L’entreprise chinoise UBTech a dévoilé le 30 juin dernier des robots androïdes à l’apparence hyperréaliste inédite, dotés d’intelligence artificielle (IA) et présentés comme des remèdes contre la solitude. (Source : franceinfo.fr, 03/07/2026)
Apparemment il faut que celle-ci soit bien lourde à porter, puisqu’on en est réduit à imaginer des prothèses qui en protègent. Signe des temps sans doute, marque de notre individualisme et de la disparition des anciennes solidarités.

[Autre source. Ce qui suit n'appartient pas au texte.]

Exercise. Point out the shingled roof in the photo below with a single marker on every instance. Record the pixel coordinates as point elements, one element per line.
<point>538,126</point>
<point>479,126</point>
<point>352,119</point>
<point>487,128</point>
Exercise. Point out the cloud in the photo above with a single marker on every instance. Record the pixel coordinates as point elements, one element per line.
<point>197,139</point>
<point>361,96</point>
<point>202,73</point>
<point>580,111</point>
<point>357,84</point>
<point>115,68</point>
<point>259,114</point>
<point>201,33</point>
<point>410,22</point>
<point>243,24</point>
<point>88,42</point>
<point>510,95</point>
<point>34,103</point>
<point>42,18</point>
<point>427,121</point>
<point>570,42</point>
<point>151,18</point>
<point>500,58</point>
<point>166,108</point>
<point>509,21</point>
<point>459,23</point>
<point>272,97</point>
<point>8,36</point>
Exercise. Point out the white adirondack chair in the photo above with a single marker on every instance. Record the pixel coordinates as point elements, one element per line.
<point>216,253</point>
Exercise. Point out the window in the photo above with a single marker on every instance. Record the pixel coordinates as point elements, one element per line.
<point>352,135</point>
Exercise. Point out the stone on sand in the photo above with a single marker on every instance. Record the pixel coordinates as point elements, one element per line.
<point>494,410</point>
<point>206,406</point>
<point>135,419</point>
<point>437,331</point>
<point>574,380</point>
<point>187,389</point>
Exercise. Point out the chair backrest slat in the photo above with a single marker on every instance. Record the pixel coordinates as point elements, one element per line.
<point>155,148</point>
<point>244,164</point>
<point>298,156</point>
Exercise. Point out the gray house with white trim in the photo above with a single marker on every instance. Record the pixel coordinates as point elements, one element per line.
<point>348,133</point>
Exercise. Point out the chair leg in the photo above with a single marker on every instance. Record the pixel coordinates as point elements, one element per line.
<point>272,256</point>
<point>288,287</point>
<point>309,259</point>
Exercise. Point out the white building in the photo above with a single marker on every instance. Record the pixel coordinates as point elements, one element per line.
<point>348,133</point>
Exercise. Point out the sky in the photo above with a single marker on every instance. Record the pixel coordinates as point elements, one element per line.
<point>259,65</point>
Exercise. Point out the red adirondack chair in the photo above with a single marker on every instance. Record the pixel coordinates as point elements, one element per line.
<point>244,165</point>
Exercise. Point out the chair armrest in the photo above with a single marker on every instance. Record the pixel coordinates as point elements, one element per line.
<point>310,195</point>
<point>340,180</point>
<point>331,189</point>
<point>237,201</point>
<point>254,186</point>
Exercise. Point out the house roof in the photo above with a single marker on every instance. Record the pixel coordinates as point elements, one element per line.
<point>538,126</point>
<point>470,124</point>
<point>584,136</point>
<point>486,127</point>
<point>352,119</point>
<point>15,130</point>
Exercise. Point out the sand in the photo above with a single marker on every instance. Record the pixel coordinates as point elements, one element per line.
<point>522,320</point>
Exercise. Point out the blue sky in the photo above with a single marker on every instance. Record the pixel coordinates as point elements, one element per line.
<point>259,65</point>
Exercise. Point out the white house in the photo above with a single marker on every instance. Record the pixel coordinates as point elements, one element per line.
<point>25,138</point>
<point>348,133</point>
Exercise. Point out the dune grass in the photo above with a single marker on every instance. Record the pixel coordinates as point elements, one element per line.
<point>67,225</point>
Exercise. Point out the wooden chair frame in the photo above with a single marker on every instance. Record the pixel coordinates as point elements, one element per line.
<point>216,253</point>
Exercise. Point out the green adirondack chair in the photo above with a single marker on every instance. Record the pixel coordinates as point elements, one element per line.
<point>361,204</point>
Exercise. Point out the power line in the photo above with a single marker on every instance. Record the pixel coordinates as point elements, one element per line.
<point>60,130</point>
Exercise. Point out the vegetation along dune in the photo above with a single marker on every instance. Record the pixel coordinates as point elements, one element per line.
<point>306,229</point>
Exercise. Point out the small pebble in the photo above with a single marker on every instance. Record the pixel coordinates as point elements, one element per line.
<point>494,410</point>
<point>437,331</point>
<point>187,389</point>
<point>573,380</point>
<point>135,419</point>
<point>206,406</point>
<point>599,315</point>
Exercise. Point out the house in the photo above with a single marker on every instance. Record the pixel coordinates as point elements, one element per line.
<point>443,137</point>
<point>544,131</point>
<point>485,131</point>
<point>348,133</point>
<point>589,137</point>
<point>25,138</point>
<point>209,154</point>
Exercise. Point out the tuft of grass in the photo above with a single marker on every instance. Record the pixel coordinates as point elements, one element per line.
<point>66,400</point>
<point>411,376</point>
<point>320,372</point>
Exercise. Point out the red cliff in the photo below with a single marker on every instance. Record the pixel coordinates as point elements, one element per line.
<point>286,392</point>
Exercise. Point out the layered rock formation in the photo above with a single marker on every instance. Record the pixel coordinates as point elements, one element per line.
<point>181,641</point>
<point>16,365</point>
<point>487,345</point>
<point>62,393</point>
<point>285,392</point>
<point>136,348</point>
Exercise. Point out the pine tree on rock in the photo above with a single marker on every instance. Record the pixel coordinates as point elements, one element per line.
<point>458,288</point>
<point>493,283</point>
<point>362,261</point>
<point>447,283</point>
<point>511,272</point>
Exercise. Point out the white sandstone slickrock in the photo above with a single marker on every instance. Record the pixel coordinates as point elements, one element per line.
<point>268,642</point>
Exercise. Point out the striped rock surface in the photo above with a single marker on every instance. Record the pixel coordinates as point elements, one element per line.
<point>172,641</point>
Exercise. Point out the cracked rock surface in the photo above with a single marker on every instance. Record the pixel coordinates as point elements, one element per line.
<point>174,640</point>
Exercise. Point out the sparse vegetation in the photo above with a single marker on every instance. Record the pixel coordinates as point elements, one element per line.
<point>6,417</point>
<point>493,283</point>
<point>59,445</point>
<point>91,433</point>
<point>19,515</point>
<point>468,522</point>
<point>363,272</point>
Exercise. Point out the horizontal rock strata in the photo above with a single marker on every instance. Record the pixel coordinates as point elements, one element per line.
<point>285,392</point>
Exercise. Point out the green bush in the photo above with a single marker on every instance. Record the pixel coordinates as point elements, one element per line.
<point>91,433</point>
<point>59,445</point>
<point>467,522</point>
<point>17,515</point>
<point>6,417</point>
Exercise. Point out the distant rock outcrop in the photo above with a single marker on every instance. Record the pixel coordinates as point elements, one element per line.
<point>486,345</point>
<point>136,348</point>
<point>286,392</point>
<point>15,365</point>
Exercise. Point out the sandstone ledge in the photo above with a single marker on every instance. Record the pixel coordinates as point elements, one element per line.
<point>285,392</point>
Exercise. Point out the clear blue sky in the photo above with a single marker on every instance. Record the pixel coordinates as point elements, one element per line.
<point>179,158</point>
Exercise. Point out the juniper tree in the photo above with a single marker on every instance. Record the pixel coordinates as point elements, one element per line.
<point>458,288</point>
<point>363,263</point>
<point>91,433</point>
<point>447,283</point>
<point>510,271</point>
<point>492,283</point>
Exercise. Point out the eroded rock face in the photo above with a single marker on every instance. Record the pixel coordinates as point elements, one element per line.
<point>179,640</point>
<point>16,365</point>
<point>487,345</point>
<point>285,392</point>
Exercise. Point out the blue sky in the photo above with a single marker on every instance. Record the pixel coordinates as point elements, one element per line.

Mais aussi, fâcheuse confusion entre l’isolement catastrophique où nous mène cette disparition, et la solitude elle-même, qui peut être très féconde et positive – à condition de savoir l’habiter. Pensons à la devise de Bernard de Clairvaux : « Bienheureuse solitude, seule béatitude » (Beata solitudo, sola beatitudo).
Mais nos contemporains ne cherchent au contraire qu’à se fuir eux-mêmes et à s’étourdir dans une frénésie de contacts supposés. Il n’est pas étonnant alors que cette recherche les décevant ils se tournent vers un robot pour calmer et combler leur vide intérieur. Au moins celui-là, toujours disponible et accueillant, ne les décevra pas. Mais précisément c’est là que réside le piège. Car y disparaît la confrontation avec autre que soi, que seul permet le vrai dialogue. On peut rêver d’une vie sans conflit aucun : mais c’est s’enfermer, par ignorance de l’altérité complexe, dans un solipsisme qui n’est pas hauteur humaine.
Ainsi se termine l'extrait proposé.